Kühnert ein Umfaller, so will er nicht da stehen, der Unterstützer der beiden Novizen an der SPD-Spitze. Nein bekräftigt der Mann, der morgen zum Vize gewählt werden möchte. Ich wollte den Delegierten nur sagen darüber nachzudenken, wohin ihre Entscheidung führen kann. Mehr habe ich nicht gemeint.
"Und ich maße mir überhaupt nicht an, den Delegierten irgendwelche Empfehlungen zu geben oder gar sie zu warnen. Und ich habe auch keine Angst, mit der SPD in den nächsten drei Monaten – wenn es sein muss – in den Bundestagswahlkampf zu ziehen, an mir soll es nicht scheitern!"
Niemand hat jemals vorgehabt, einen Koalitionsvertrag neu zu verhandeln sagt er noch - das allerdings war irgendwie anders angekommen. Investitionspaket, Schluss mit der Schwarzen Null, zwölf Euro Mindestlohn. Hatte nicht Saskia Esken Bedingungen formuliert für den Verbleib in der Koalition?
"Am Nikolaus ist GroKo-Aus" hatten die Jusos schon frohlockt, weil Esken eine Frage zu einer entscheidenden machte für die Delegierten: "Glauben wir als Parteitag, wir können mit der Union diese wichtigen Zukunftsfragen ja oder nein? – Das hängt jetzt davon ab, ob noch Nachverhandlungen zugelassen werden oder nicht? - Ganz genau! - Das heißt, wenn die Union nicht Nachverhandlungen zulässt, dann sagen Sie auf dem Parteitag, jetzt ist Schluss?! – Ja, das ist meine Empfehlung!"
Eine Groko-Abstimmung soll es nicht geben
Jetzt wird anderes empfohlen. Der Leitantrag hat die Sache entschärft. Eine Groko-Abstimmung soll es nicht geben. Weder Deadlines noch Daten, die die Union allzu sehr bedrängen, Gespräche statt Nachverhandlungen. Keine Forderungen, die den eigenen Finanzminister und Vizekanzler in den Rücktritt treiben könnten. Esken und Walter-Borjans wurden offensichtlich zur Raison gebracht. Läuft! Scheint sich Generalsekretär Lars Klingbeil zu denken, der möchte, dass seine Sozis im Groko-Team bleiben
Klingbeil: "Und ich habe immer deutlich gemacht. Ich will, dass dieser Weg weitergeht. Und ich stehe dafür auch zur Verfügung."

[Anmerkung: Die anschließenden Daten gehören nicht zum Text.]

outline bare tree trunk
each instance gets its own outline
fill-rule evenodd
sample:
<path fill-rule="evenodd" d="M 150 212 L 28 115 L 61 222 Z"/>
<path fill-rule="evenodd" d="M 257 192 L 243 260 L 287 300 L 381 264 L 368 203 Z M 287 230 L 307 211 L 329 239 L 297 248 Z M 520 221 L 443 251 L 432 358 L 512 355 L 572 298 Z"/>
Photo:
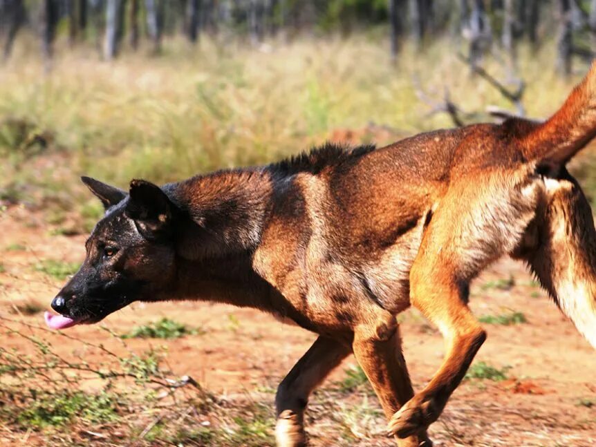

Dass Esken und Walter-Borjans ihn zur Wiederwahl vorschlagen bedeutet auch schon etwas Kontinuität. Klara Geywitz, die Unterlegene, soll als Parteivize eingebunden werden, Hubertus Heil wäre auch noch einer, der dafür sorgen könnte, dass nicht doch noch jemand auf die Idee kommt eine Koalition zu verlassen… Die Partei rauft sich zusammen, Teamplay ist vonnöten würde der Sportler sagen.
"Man muss sich respektieren, man muss zusammen arbeiten können. Man muss zusammen Spaß haben können und man muss füreinander kämpfen können. - Was kann die SPD davon lernen? - Dirk Nowitzki folgen!"
"Make SPD great again" - wie Saskia Esken und Norbert Walter-Borjans das anstellen wollen, bleibt am Tag vor dem Parteitag vielen rätselhaft.